Barrow looked relieved. “A sign from God, don’t you think?” He glanced in the rearview mirror. “Shit!” He slammed the accelerator and the pickup rocketed and swerved, throwing her against the door that wouldn’t open. “Shit, shit, shit!” They lurched across two lanes and back, cars honking, and then hung on the rear quarter of a tanker truck, its warnings of explosive cargo spattered with mud.
“What, what!”
“Get down, it’s them!” Another burst of speed and they shot ahead, pulling narrowly in front of the truck, its horn blaring. Barrow’s hand, wide and powerful, grabbed Rominy’s head and shoved it down on the bench seat so hard that her cheek bounced against the old vinyl, her only view his blue-jean thigh and the dirty floor of the pickup. “Stay down, they might shoot!”
She didn’t dare look, imagining bullets puncturing the old truck as if it were aluminum foil. They were weaving like Road Warrior lunatics, and all Rominy’s attentions were focused on trying to recall half-forgotten Hail Marys for what she was convinced were the last seconds of her life. The nuns were right, she should have gone to Confession.
“They’re coming…”
She squeezed her eyes shut. She could hear the full-throated roar of a heavy SUV or truck and the answering whine of the old pickup. Then a pop, and a whistle of wind.

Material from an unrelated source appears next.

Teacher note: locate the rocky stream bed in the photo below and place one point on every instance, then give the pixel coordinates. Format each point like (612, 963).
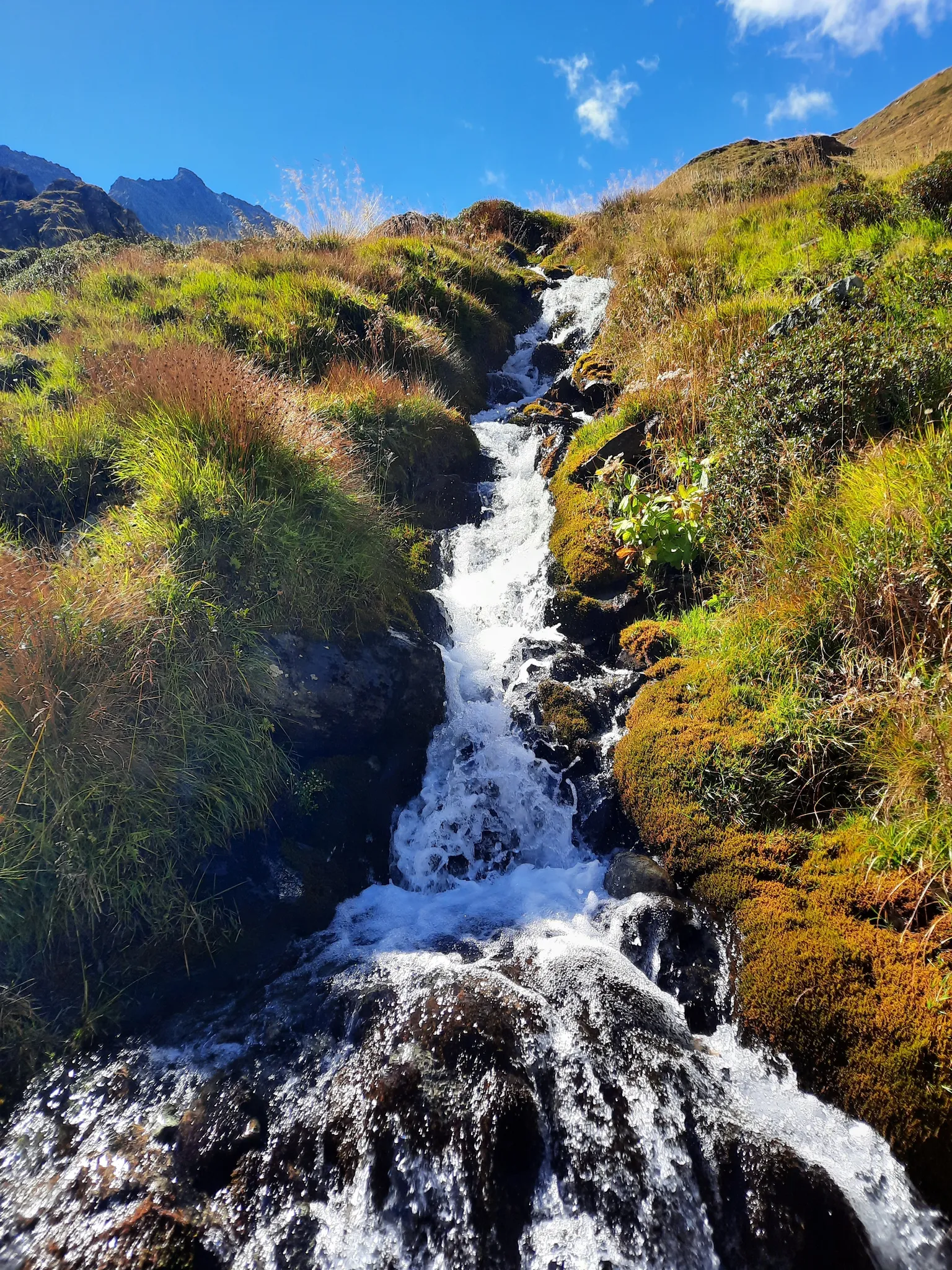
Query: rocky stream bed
(513, 1050)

“Damn.” He seemed resigned. “They’re shooting.”
“Please, please, stop this thing…”
“Cops!” He sounded exultant and their speed abruptly slackened. “They tried to keep up and the Patrol nailed them!” They swerved a final time and steadily decelerated. “Hallelujah yes, the cops are stopping them! Oh boy, they’d better get rid of that gun.”
“Are the police following us, too?” she asked with hope.
“No, thank God. They’re busy with skinheads.” The truck’s sound changed, and she sensed they’d taken an off-ramp. She was shaking in fear and confusion, humiliated at having her head almost in this bastard’s lap. Then they coasted to a stop.
He put his hand on her head again. “Stay down, for a light or two.”
Of course, maybe he’d saved her life once more. Or he was a complete schizoid. Hail Mary, what in heaven is going on? “Where are we?”
“Everett. We’ll go through town to make sure we’ve shaken them before getting back on the freeway.”
“Please go to the authorities.” She felt defeated, exhausted, hopeless.
“I told you, the police can’t help us, not yet. Though I gotta say, three cheers for the Washington State Patrol. They nailed those bastards. That’s a big ticket, driving like we were. They’ll have to breathalyze, the whole nine yards. I think we’re safe, Rominy. At least for the next five minutes.”
“I don’t feel safe. I thought we were going to crash.”
“I’m a better driver than that.”
“It felt like Mister Toad’s Wild Ride in Disneyland.”
“I’ve done some amateur stock car.” He gently touched her shoulder. “You can sit up now.”
They were on an avenue that ran by Puget Sound, still heading north, a bluff with houses to their right. Rominy felt sick, and light-headed from fear. Her cheeks were wet from tears, and she was ashamed of them. Shouldn’t she be braver?
“I just want it to end.”
“Sorry, it’s just beginning.” He gave her a sympathetic look, his features strong but not unkind. “But we’ll make it, you’ll see. It’s important, or I never would have involved you.”
She groaned and noticed a draft of cool air by her neck and a thin whistling. She turned.
There was a bullet hole in the pickup’s rear window and a web of radiating cracks.